The most recent time I saw Bent Shapes they opened up for The Love Language. I missed seeing them a few years ago, but heard stories about their giant sound. The gig a few weeks ago and their most recent record Ruby Red live up to those expectations, and if anything their sound suggests that they are ready for bigger stages. I don’t know if Merge Records has the power to do this, but when Arcade Fire tour their next record, The Love Language would be a perfect opening band. Songs like “Calm Down” would sound great on a PA designed for thousands, and I bet a lot of Arcade Fire fans who like their swelling pop anthems would grab a copy of Ruby Red at the merch table during intermission.
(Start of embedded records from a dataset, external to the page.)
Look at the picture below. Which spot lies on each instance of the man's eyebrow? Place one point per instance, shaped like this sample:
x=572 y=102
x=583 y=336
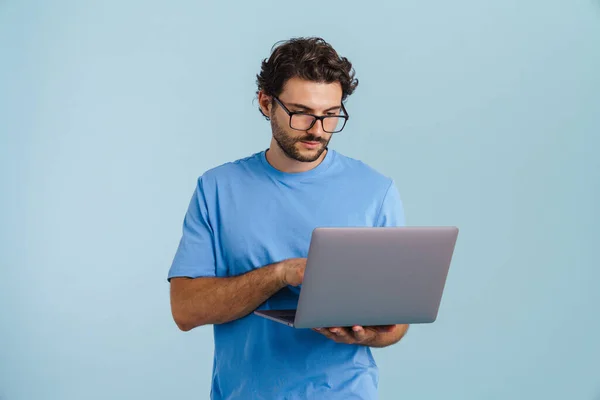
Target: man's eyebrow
x=297 y=105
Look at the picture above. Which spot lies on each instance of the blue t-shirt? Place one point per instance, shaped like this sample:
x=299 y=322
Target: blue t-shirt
x=247 y=214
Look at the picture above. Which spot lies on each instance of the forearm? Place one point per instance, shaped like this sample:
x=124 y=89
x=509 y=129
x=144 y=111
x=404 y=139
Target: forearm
x=384 y=339
x=202 y=301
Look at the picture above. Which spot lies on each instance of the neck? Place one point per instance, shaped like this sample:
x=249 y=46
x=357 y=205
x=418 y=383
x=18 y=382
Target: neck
x=279 y=160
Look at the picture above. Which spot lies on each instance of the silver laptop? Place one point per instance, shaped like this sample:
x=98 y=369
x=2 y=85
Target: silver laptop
x=372 y=276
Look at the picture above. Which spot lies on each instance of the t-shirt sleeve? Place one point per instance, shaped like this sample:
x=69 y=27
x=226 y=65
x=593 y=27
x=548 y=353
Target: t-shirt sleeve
x=391 y=212
x=195 y=256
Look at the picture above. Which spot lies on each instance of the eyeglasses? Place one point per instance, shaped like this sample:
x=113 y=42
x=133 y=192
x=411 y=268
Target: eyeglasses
x=301 y=121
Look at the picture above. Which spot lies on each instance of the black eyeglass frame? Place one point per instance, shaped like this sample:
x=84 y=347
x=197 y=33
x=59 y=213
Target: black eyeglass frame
x=316 y=117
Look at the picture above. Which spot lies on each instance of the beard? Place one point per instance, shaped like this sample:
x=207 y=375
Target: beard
x=287 y=144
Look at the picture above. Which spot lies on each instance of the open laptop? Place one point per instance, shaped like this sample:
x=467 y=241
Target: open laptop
x=371 y=276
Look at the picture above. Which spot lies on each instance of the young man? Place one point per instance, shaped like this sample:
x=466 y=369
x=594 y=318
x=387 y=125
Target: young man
x=247 y=231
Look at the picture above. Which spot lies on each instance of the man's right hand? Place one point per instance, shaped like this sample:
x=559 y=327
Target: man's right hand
x=292 y=271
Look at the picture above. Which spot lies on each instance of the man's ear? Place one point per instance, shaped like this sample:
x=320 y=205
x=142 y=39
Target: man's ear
x=265 y=103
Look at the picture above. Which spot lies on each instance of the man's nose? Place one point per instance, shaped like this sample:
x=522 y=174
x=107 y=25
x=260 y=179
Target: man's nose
x=317 y=129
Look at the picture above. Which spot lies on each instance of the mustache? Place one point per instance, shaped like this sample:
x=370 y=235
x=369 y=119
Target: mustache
x=311 y=139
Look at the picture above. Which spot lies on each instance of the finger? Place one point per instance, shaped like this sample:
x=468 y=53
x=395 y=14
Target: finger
x=359 y=333
x=341 y=334
x=385 y=328
x=325 y=332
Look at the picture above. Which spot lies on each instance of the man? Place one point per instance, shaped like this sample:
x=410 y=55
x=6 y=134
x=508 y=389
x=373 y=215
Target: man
x=247 y=231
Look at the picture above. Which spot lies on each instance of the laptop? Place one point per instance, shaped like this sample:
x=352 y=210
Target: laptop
x=371 y=276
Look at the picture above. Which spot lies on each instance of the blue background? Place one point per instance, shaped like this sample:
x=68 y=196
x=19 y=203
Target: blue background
x=486 y=113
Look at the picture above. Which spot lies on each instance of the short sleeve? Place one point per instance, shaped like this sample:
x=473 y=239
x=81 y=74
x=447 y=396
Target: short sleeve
x=195 y=256
x=391 y=212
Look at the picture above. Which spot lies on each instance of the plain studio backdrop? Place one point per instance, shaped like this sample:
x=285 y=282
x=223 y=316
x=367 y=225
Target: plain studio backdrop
x=486 y=113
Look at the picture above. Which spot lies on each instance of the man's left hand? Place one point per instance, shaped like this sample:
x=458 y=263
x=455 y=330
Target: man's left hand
x=364 y=335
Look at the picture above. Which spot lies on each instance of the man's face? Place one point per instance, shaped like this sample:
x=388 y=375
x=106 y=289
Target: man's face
x=312 y=98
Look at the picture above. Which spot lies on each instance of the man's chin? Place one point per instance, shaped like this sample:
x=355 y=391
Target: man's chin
x=309 y=155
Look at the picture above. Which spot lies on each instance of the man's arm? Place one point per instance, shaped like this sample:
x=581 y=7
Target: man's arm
x=211 y=300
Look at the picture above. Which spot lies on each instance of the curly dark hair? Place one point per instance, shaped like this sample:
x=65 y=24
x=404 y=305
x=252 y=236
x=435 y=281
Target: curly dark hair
x=308 y=58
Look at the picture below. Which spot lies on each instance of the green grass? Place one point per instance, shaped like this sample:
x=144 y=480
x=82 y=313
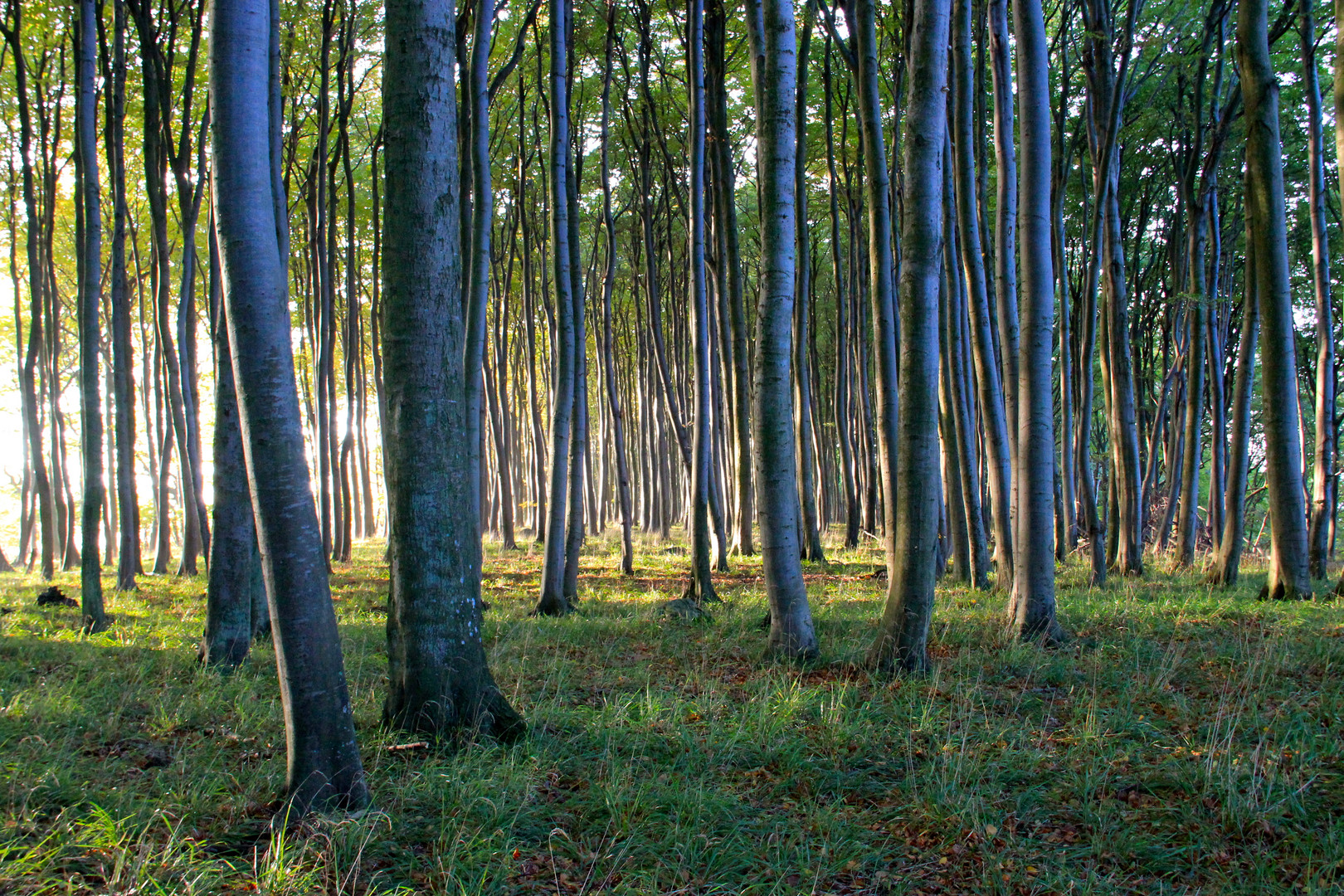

11. “Black Skinhead” – Kanye West 

Like many, I binged hard on Yeezus for the first week or two after it came out. Then I put it down and haven’t really returned to it. Likely, you’ve either read far too much about the record or you could care less about it in the first place. I’ll pass on any “big thoughts” on Yeezus (mainly because I don’t have a hot take on it, at least not now). That said, “Black Skinhead” is the single track that worked the best for me, largely because of its urgency. I’d have to sit down with the rest of the record again to know for sure, but this feels like the moment where Kanye loses himself in the music the most, where elsewhere it feels like he’s trying too hard to be clever or shocking. I could do without the Napoleon Dynamite-like “Gawds” near the end (this is at least the second ND reference for Kanye since 2010), but otherwise the rest of the track works for me.

12. “My Songs Know What You Did in the Dark (Light ’em Up)” – Fall Out Boy

This spring, I decided that I didn’t give Fall Out Boy a fair shake the first time around. They became popular right around the same time I felt worn out on pop-punk, and their overwrought song titles made them easy to write off. I’d slowly started to reconcile that wrong (starting with my admission that “Sugar, We’re Going Down” is a stone cold classic) when “My Songs…” came out, so I was primed to like this one. It’s also the song from 2013 that I’d most like to become an arena staple at sporting events (I’d be happy to have it replace the football teams that use “Machinehead” during kickoffs, so feel free to pass that on to the Patriots).

13. “Ohm” – Yo La Tengo

After missing Yo La Tengo the first time around in the spring, I’ve been lucky to see them play twice this summer. “Ohm” was the first “new” song I loved in 2013, and watching Ira swing his guitar around his head during the song’s feedback-laden outro, it still sounds as good. If anything, I’ve grown fonder of the song’s circular themes. Lyrically, its title draws both on the language of circuitry (a closed loop) and meditation (spiritual connection, or looping I guess), and the way the song stretches its riff throughout its nearly seven minutes always feels natural. It makes sense at the beginning of Fade, in the middle of a live set, or at the end of a playlist, and I hope it stays in the band’s repertoire for years to come.